In anatomy, Underwood's septa (or maxillary sinus septa, singular septum) are fin-shaped projections of bone that may exist in the maxillary sinus, first described in 1910 by Arthur S. Underwood, an anatomist at King's College in London. The presence of septa at or near the floor of the sinus are of interest to the dental clinician when proposing or performing sinus floor elevation procedures because of an increased likelihood of surgical complications, such as tearing of the Schneiderian membrane.

The prevalence of Underwood's septa in relation to the floor of the maxillary sinus has been reported at nearly 32%.

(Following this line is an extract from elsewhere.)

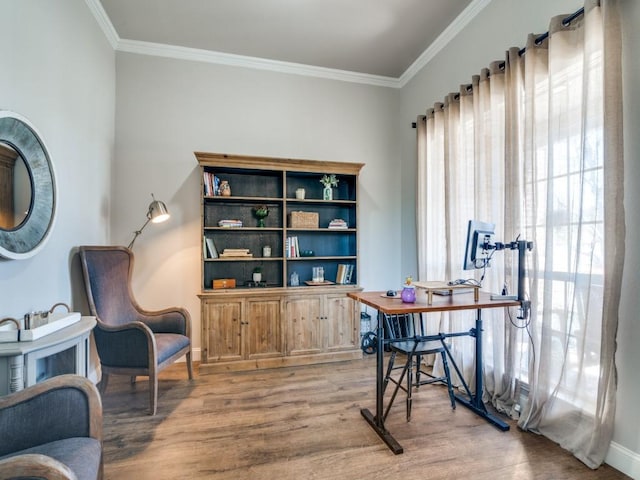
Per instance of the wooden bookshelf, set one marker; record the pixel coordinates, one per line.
(274, 323)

==Location of septa in the sinus==
Underwood divided the maxillary sinus into three regions relating to zones of distinct tooth eruption activity: anterior (corresponding to the premolars), middle (corresponding to the first molar) and posterior (corresponding to the second molar). Thus, he asserted, these septa always arise between teeth and never opposite the middle of a tooth.

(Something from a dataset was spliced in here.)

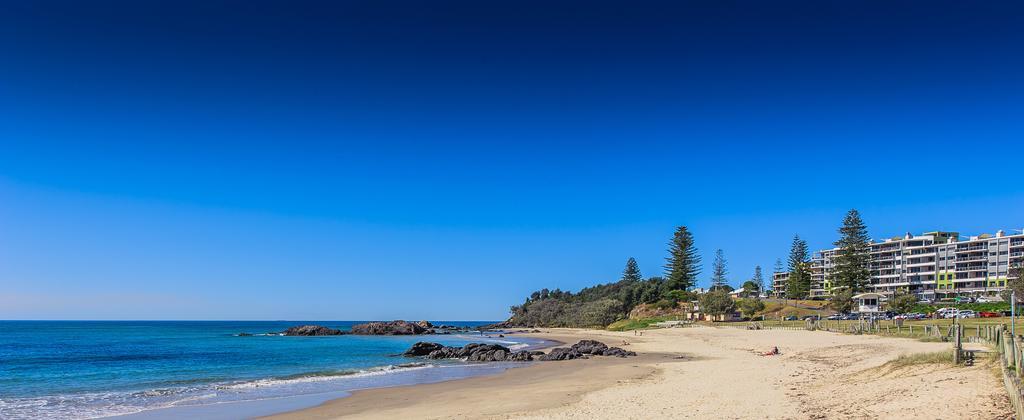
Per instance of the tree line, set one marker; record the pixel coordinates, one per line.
(603, 304)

Different studies reveal a different predisposition for the presence of septa based on sinus region:
- Anterior: Ulm, et al., Krennmair et al.
- Middle: Velásquez-Plata et al., Kim et al. and González-Santana et al.
- Posterior: Underwood

==Primary vs. secondary septa==
Recent studies have classified two types of maxillary sinus septa: primary and secondary. Primary septa are those initially described by Underwood and that form as a result of the floor of the sinus sinking along with the roots of erupting teeth; these primary septa are thus generally found in the sinus corresponding to the space between teeth, as explained by Underwood. Conversely, secondary septa form as a result of irregular pneumatization of the sinus following loss of maxillary posterior teeth. Sinus pneumatization is a poorly understood phenomenon that results in an increased volume of the maxillary sinus, generally following maxillary posterior tooth loss, at the expense of the bone which used to house the roots of the maxillary posterior teeth.